Marie-Thérèse Ross-Mahé, une Française de 86 ans, a récemment partagé son expérience traumatisante dans les centres de détention de l’ICE, révélant ainsi les conditions inhumaines qu’elle a subies. Son témoignage, publié dans le New York Times et Ouest France, appelle à la fermeture de ces établissements qu’elle compare à des prisons du passé.
EN BREF
- Marie-Thérèse Ross-Mahé a été détenue 17 jours par l’ICE aux États-Unis.
- Elle dénonce des conditions de vie inhumaines et des traitements dégradants.
- Son témoignage appelle à la fermeture des centres de détention pour migrants.
Arrêtée à son domicile en Alabama le 1er avril, Marie-Thérèse Ross-Mahé a été menottée et placée dans une cellule minuscule, alors qu’elle clamait son statut légal. Entrée aux États-Unis avec un visa de tourisme, elle a vu son séjour prolongé, ce qui a conduit à son arrestation. Bien qu’elle ait été libérée le 18 avril et soit rentrée en France, son expérience l’a profondément marquée.
Dans un premier temps, elle a été incarcérée dans une prison de Birmingham, où l’espace était tellement restreint qu’elle partageait une cellule avec quatorze autres détenues. Par la suite, elle a été transférée dans un centre de détention à Basile, en Louisiane, où elle a passé une quinzaine de jours. Marie-Thérèse décrit un environnement de détresse, marqué par des cris incessants et des conditions sanitaires déplorables, agrémentées d’une « odeur d’excréments ». Elle a également souffert d’une crise aiguë de sciatique, sans recevoir de soins adéquats.

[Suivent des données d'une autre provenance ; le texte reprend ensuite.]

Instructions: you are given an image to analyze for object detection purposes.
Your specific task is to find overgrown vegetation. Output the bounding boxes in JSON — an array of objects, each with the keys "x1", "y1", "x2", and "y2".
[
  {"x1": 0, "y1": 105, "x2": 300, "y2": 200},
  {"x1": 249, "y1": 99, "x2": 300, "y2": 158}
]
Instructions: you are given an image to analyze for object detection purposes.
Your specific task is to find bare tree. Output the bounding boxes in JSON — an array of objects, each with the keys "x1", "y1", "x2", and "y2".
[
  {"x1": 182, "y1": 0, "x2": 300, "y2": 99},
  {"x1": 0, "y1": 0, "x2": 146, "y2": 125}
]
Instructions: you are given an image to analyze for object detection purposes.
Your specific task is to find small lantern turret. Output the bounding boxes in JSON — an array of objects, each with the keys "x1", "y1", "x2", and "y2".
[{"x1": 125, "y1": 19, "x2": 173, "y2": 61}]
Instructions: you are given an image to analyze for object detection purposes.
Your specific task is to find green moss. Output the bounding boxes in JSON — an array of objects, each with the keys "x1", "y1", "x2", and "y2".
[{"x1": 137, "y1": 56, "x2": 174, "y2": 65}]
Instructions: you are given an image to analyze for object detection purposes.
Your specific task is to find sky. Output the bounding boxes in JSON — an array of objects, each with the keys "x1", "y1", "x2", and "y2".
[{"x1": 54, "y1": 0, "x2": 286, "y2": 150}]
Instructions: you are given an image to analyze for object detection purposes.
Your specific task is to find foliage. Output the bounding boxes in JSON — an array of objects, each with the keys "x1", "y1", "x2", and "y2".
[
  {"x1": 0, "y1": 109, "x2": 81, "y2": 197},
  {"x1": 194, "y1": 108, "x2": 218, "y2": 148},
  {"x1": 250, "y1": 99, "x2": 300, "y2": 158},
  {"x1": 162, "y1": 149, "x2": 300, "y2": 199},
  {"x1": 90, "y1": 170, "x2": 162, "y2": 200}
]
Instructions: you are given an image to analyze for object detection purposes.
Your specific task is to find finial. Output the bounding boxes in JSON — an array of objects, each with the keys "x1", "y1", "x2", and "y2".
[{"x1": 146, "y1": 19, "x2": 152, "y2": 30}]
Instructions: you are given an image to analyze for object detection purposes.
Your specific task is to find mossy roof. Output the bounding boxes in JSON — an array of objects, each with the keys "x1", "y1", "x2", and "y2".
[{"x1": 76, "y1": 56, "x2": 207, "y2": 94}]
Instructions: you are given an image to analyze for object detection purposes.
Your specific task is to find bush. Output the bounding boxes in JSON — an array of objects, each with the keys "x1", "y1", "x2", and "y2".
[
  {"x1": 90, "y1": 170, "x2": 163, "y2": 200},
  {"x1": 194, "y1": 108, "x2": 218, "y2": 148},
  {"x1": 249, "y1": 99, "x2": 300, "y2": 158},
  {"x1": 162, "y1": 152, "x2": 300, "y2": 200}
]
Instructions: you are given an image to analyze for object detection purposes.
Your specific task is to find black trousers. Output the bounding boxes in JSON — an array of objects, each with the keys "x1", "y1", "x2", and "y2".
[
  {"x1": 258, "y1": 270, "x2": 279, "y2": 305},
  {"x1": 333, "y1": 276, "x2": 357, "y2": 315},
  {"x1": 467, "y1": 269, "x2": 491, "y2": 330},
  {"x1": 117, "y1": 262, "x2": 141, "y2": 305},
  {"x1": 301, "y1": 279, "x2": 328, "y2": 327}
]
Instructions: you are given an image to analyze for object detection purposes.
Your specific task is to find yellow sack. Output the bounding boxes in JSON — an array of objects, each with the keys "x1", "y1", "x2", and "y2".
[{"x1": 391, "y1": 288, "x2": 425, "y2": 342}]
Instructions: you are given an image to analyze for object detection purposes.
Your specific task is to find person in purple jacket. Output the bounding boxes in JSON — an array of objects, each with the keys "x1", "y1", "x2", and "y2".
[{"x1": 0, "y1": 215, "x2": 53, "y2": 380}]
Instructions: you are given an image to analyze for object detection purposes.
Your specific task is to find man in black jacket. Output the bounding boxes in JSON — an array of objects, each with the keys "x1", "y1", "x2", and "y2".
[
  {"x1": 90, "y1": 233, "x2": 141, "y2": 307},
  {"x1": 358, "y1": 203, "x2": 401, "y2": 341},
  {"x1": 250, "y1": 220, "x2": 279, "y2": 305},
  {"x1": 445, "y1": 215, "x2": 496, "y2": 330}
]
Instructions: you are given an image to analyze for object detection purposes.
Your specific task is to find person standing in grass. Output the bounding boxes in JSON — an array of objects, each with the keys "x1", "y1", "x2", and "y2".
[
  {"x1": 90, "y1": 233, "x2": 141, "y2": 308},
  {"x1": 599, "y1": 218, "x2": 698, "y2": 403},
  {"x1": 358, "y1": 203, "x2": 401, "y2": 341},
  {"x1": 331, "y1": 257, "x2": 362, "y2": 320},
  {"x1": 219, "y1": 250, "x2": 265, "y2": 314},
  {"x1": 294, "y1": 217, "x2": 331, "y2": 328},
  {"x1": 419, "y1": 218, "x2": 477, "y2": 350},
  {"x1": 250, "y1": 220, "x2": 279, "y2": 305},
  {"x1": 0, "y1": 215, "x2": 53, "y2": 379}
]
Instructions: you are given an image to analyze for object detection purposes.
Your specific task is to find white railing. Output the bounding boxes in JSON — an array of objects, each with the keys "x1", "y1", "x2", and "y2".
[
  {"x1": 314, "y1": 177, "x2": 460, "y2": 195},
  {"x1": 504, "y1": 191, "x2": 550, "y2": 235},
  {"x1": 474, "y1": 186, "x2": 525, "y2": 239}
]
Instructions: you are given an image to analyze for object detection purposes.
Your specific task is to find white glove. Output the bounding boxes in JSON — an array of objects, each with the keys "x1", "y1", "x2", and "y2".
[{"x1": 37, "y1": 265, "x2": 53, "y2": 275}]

Son témoignage est accablant. « Les arrestations arbitraires, les chaînes au pied, les appels en pleine nuit, la tenue orange pour nous les migrants, tout ça me rappelle le temps du nazisme », déclare-t-elle, évoquant la déshumanisation des personnes détenues. Elle insiste sur son désir d’être la voix de ses codétenues, affirmant : « Je vais parler de vous pour que les gens sachent ce que vous vivez ».
Surpris par la brutalité des conditions, Marie-Thérèse, ancienne partisane de Donald Trump, avoue qu’elle ne pensait pas qu’un tel traitement existait envers les migrants. Elle a engagé un avocat pour demander une résidence permanente aux États-Unis, en tant qu’épouse d’un ancien combattant.
Les autorités américaines ont justifié son arrestation en affirmant qu’elle avait dépassé la durée de son visa. Le département de la Sécurité intérieure a également défendu les conditions de détention, affirmant que l’ICE applique des normes plus strictes que celles de nombreuses prisons pour citoyens américains. Cependant, Marie-Thérèse Ross-Mahé et d’autres anciens détenus témoignent d’une réalité bien différente.
Ce témoignage poignant met en lumière les abus systémiques dans les centres de détention pour migrants, exacerbés par des politiques d’immigration strictes. Alors que les critiques s’accumulent contre l’ICE, la voix de Marie-Thérèse Ross-Mahé résonne comme un appel à la prise de conscience et à l’action en faveur des droits des migrants.